What, Me Worry?

worryRemember the old Mad Magazine character, Alfred E. Neumann, with his gap toothed grin and the iconic phrase – “What, Me Worry?” Sorry to tell you Alfred, but it appears Americans are doing a lot more than just worrying these days. A new study by the American Psychological Association found that stress and anxiety levels are at record highs in our country.

From Bloomerg.com:

If misery loves company, it should be thrilled: Americans left and right are under so much stress it’s now registering on the American Psychological Association’s anxiety meter. 

For 10 years, the APA has been running its “Stress in America” survey, usually finding that stress is caused by three primary factors—money, work, and the economy. Those factors clearly play a role in the current national mood. Younger Americans are worried about college debt, older ones about retirement, and everyone, it seems, about the economic prospects of the next generation. In the study, respondents with incomes below $50,000 reported higher stress levels than those with higher incomes. 

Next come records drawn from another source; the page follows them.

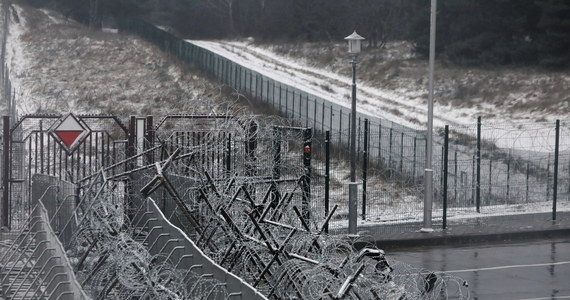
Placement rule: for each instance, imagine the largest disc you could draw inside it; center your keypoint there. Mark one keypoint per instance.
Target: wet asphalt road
(537, 270)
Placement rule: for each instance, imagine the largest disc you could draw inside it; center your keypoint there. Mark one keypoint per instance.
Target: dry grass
(394, 67)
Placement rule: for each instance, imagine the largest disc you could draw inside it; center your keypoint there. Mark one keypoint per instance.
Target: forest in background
(469, 32)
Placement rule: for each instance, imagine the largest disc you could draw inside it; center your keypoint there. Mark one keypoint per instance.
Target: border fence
(479, 170)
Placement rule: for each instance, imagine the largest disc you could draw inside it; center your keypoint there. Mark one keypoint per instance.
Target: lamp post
(354, 46)
(428, 174)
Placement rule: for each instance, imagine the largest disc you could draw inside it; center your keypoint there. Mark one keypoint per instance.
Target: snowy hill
(392, 83)
(59, 66)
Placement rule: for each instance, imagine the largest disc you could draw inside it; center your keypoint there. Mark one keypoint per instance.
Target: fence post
(327, 174)
(527, 177)
(445, 173)
(402, 155)
(509, 176)
(131, 144)
(306, 182)
(555, 184)
(276, 171)
(365, 166)
(478, 186)
(250, 148)
(229, 156)
(6, 138)
(149, 139)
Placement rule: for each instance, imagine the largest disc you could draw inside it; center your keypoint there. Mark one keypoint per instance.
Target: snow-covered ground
(58, 66)
(405, 107)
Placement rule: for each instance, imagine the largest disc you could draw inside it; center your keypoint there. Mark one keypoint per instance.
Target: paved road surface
(537, 270)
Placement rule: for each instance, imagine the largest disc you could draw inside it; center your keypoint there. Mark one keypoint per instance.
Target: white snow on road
(381, 103)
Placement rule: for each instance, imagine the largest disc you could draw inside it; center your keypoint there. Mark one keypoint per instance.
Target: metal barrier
(36, 266)
(167, 240)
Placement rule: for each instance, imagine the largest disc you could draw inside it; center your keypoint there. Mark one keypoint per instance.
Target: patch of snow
(405, 108)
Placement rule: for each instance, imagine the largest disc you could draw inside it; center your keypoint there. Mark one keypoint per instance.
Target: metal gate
(33, 145)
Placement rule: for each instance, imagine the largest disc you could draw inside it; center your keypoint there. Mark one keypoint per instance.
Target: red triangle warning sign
(70, 131)
(68, 137)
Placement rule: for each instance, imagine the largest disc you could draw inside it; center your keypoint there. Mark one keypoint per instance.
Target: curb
(444, 239)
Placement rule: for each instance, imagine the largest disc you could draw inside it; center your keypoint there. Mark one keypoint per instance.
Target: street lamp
(354, 47)
(428, 172)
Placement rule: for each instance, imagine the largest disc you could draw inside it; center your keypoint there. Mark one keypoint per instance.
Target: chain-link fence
(507, 170)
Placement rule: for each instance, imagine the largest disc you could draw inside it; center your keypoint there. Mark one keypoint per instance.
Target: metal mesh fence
(509, 171)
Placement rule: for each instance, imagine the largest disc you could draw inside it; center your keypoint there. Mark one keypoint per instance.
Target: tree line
(469, 32)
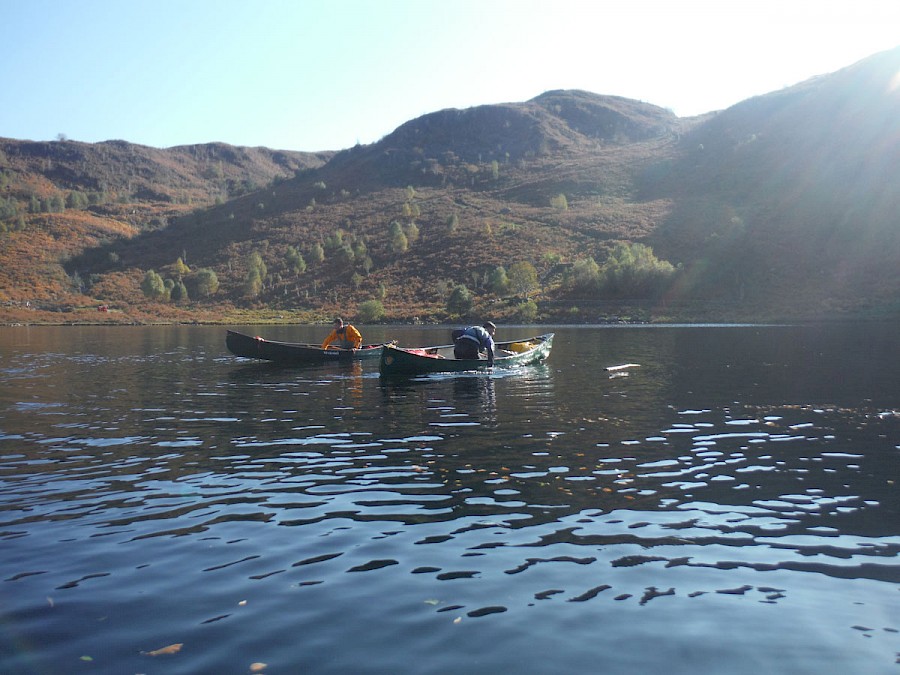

According to Fox News, today’s political climate is also adding to the stress. “57 percent of those polled deemed the political climate a very significant or somewhat significant stress source. Almost half said the same about electoral outcomes. 72 percent of Democrats said the outcome of recent elections was a significant stressor, while 59 percent of Republicans considered the nation’s future a substantial source of stress.”

The Washington Post quoted Vaile Wright, a licensed psychologist and member of APA’s Stress in America team, as saying –

“It seems to suggest that what people thought would happen, that there would be relief [after the election] did not occur, and instead since the election, stress has increased. And not only did overall stress increase, what we found in January is the highest significant increase in stress in 10 years. That’s stunning.”

Time Magazine put together a short video on our country’s anxiety. You can watch it by clicking here or on the picture below.

stress

Psychology Today offered several tips to help you de-stress if you’re feeling anxious or stressed out, including:

  • Limit time spent watching or listening to the news
  • Practice mindfulness
  • Focus on parts of your life where you do have control
  • Find support and take action if you need to

Share your thoughts on this new report and whether you believe the people of your community are more stressed out this year. Making sure we take care of our mental health as well as our physical health is vitally important if we hope to one day reach our goal of making Arizona the Healthiest State in the Nation!